Koji-Maven aims to alleviate a lot of these problems by decoupling the build process from the packaging format. Rather than forcing Maven to operate from within rpmbuild, something it was never designed for, we run Maven directly, and use rpm simply as a packaging format to bundle the output of the Maven build process. This removes the need to patch .pom files or generate dependency maps. The build process is exactly the same as what the upstream developers are doing every day, so build problems will be identified and fixed quickly. The specfile fragments that are used to package the Maven output are very simple and can be reused between projects in many cases. This allows Java developers to focus on improving the code, rather than getting mired in complex packaging issues, and should encourage the inclusion of many more Java projects into the Fedora distribution.

Note that since the Koji-Maven builds will be producing rpms, they will be available as dependencies to current rpm-based builds, and rpm-based builds will be able to populate the Maven repos with their Java output. There will not be a need to migrate existing Java builds to the Koji-Maven approach, both processes can co-exist and interoperate fully. If a packager chooses to use the Koji-Maven system, they will benefit from a simpler build process and lower maintenance overhead.

A major goal of the Koji-Maven effort would be to get JBoss building using this system. JBoss is a large, complex application with a lot of dependencies, and this has made packaging it as rpms a challenge. Koji-Maven would enable us to build JBoss from source using the upstream build process, and package up the result as rpms with minimal effort. Having JBoss as a well-supported component of Fedora, and enabling users to run yum install jboss and get a working application server, is a compelling reason to use Koji-Maven in the Fedora build system.

Drawbacks

End-user rebuilds

The biggest drawback is probably the inability to rebuild from source using rpmbuild --rebuild. The source rpms will be a container for both the upstream source (a zipfile containing the checkout from source control) and the binary jars built by Maven. rpmbuild --rebuild will repackage the binary jars into binary rpms, but won't rebuild from source. To do that, you'd need to unzip the source zipfile included in the source rpm, configure Maven to point to a suitable Maven repo (like a publicly-available Fedora-Maven repo), and build using Maven.
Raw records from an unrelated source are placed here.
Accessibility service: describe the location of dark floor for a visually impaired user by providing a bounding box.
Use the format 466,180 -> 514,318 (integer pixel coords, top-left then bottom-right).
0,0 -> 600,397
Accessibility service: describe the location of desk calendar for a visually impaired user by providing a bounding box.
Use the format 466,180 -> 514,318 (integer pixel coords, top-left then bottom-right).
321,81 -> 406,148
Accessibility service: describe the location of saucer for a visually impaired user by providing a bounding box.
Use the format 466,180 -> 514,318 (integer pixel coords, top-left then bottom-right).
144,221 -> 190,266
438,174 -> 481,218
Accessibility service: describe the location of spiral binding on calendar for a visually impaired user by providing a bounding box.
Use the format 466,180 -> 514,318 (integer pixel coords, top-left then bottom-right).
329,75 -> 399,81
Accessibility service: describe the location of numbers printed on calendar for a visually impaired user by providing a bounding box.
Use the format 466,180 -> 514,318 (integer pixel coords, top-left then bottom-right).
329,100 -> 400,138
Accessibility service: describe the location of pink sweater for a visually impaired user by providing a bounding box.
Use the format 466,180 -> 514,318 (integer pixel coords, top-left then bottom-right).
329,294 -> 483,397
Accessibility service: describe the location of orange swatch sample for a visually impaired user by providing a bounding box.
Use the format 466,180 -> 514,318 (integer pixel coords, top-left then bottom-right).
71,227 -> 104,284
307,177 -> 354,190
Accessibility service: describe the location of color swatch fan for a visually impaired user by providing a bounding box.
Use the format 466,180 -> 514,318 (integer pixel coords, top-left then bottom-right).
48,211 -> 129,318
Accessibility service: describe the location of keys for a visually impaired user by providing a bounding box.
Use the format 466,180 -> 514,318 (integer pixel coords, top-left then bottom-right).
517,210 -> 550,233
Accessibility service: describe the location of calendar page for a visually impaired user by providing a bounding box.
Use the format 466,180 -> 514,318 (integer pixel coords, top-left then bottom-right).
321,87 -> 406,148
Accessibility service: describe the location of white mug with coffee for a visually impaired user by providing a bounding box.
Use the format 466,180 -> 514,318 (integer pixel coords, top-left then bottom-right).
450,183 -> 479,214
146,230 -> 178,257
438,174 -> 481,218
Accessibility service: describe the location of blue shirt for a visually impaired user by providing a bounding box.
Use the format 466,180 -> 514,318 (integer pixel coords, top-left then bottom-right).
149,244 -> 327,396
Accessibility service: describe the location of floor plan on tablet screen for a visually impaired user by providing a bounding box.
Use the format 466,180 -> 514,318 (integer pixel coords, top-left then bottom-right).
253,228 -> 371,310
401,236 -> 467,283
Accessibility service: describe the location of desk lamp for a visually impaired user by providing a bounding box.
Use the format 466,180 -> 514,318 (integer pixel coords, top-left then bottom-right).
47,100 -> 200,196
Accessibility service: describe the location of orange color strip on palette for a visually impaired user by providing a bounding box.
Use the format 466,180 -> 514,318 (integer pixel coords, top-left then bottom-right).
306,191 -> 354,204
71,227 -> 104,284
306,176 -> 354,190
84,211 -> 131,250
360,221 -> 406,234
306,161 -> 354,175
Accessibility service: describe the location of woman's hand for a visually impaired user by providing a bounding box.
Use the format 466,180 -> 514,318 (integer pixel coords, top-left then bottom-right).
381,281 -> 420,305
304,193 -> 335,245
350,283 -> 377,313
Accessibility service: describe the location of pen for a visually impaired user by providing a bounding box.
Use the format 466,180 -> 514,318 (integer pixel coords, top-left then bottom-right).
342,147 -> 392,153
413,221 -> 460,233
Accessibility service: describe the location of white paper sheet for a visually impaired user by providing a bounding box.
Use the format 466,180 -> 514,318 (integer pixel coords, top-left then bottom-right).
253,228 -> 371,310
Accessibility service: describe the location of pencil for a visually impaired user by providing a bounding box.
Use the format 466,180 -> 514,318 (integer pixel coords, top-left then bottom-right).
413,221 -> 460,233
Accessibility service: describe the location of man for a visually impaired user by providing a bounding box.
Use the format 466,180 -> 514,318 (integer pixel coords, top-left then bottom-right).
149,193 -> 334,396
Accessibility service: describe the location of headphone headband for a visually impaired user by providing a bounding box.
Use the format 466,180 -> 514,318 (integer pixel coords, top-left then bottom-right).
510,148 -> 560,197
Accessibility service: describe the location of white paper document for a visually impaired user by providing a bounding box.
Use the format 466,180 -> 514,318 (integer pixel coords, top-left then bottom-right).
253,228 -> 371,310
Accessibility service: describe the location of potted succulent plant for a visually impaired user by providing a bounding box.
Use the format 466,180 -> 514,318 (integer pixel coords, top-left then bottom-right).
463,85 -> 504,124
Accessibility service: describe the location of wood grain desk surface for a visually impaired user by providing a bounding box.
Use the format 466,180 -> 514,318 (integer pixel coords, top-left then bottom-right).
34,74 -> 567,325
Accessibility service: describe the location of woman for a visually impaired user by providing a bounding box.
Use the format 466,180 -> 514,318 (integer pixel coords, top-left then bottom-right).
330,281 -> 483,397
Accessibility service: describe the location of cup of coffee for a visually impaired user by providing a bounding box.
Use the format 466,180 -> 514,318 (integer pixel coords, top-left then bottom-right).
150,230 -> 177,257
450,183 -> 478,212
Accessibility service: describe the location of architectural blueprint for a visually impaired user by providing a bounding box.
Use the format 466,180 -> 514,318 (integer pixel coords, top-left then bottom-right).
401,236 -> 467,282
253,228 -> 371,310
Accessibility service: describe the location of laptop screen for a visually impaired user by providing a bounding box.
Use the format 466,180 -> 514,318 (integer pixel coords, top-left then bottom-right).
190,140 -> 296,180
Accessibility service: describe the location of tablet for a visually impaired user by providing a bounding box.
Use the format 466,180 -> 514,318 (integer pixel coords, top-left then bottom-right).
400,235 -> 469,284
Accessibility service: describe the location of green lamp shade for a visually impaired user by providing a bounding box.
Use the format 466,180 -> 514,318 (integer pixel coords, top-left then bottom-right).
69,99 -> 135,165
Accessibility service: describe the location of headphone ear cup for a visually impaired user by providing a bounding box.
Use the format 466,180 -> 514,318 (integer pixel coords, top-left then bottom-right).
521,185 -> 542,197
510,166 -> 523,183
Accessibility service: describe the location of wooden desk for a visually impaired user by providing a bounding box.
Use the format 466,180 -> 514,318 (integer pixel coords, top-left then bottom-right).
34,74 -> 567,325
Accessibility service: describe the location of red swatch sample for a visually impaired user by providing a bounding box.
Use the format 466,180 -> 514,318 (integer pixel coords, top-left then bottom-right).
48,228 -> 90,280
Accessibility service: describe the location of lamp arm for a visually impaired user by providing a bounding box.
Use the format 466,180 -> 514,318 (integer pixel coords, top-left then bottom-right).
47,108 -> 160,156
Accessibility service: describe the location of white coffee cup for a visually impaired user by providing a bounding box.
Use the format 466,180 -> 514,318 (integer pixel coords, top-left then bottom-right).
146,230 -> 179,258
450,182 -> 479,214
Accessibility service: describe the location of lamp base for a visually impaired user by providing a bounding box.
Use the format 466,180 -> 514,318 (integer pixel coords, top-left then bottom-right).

This may not have quite the simplicity of using rpmbuild or mock, but it should enable people who want to rebuild to do so without undue effort.

Bootstrapping

To bootstrap the Koji-Maven system we'd need to import a large number of Java artifacts (binary jars and .pom files), either from other Maven repos or from our own Java packages, similar to the way we initially bootstrapped Koji by importing binary rpms. To bootstrap an environment suitable for building a large Java project (like JBoss), something on the order of 500 new packages would need to be added to Koji-Maven. How to handle this flood of new packages, to ensure that they have maintainers, and to get them all rebuilt from source will be a significant effort.